Among p53 target genes upregulated as a consequence of TRIAP1 loss, we observed the presence of its prototypical target p21, a cyclin-dependent kinase inhibitor known to play a crucial role in p53-mediated, stress-induced, cell growth inhibition (34, 56, 57). In TRIAP1-depleted cells, we also observed a significant increase in sestrin SESN1 levels (Figure 5C) and the downregulation of mTORC1 activity, reflected by the inhibition of S6 kinase (S6K) phosphorylation (Figure 5D). Sestrins (SESN1 and SESN2) are known to bridge p53 activation with inhibition of cell proliferation, by acting as mTOR pathway inhibitors (58). The induction of p53 target genes (Supplemental Table 1 and Figure 5C) was an indicator of p53 activation in TRIAP1-depleted cells. By realizing immunoblot analyses, we observed indeed higher levels of p53 protein in TRIAP1-depleted cells compared with the control (Figure 5D). The observed upregulation of p53 was posttranscriptional, as quantitative mRNA expression analysis by RT/qPCR revealed no change in p53 mRNA level, when comparing cells lacking TRIAP1 and control cells (Figure 5C).

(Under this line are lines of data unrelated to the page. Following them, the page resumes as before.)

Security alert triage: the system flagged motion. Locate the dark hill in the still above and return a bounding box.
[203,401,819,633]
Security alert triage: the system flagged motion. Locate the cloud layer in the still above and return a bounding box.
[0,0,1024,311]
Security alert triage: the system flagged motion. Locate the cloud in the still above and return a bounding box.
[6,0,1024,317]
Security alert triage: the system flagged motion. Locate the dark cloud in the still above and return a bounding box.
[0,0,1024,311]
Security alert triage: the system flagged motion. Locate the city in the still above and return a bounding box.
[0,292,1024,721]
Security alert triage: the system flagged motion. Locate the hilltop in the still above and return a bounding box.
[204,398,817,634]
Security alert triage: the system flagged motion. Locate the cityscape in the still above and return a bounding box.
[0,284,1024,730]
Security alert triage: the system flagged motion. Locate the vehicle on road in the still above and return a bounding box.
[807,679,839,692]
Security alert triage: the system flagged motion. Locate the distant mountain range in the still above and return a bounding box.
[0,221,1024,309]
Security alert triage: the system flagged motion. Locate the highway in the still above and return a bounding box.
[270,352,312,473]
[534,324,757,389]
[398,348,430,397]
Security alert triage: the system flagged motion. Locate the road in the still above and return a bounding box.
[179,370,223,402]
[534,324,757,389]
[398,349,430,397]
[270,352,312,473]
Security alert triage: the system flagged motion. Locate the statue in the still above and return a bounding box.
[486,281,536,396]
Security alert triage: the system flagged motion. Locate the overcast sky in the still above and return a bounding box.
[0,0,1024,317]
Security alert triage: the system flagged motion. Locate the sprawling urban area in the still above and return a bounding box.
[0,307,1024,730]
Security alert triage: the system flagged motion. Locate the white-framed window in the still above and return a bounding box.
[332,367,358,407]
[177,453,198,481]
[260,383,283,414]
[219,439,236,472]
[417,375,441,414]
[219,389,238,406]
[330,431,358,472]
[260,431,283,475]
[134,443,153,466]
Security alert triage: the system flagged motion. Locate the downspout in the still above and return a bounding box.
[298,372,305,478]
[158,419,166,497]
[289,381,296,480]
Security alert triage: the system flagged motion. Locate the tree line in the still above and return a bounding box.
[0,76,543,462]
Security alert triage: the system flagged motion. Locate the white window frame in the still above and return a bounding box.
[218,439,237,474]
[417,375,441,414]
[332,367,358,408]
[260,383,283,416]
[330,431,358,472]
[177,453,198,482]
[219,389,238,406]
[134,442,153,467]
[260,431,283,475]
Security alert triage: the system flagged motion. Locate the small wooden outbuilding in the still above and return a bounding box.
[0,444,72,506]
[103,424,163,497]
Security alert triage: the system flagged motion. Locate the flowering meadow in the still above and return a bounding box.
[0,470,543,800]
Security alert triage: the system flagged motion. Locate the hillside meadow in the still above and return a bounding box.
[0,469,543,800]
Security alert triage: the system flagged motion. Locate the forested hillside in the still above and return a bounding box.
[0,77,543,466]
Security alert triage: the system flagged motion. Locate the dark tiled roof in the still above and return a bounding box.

Taken together, our data show that the depletion of TRIAP1 triggers a retrograde stress signaling to the nucleus that modifies the gene expression program. The growth inhibitory effect observed in TRIAP1-depleted cells could be, at least in part, explained by the posttranscriptional activation of p53, the induction of the negative regulator of cell cycle p21, and the inhibition of the mTOR pathway.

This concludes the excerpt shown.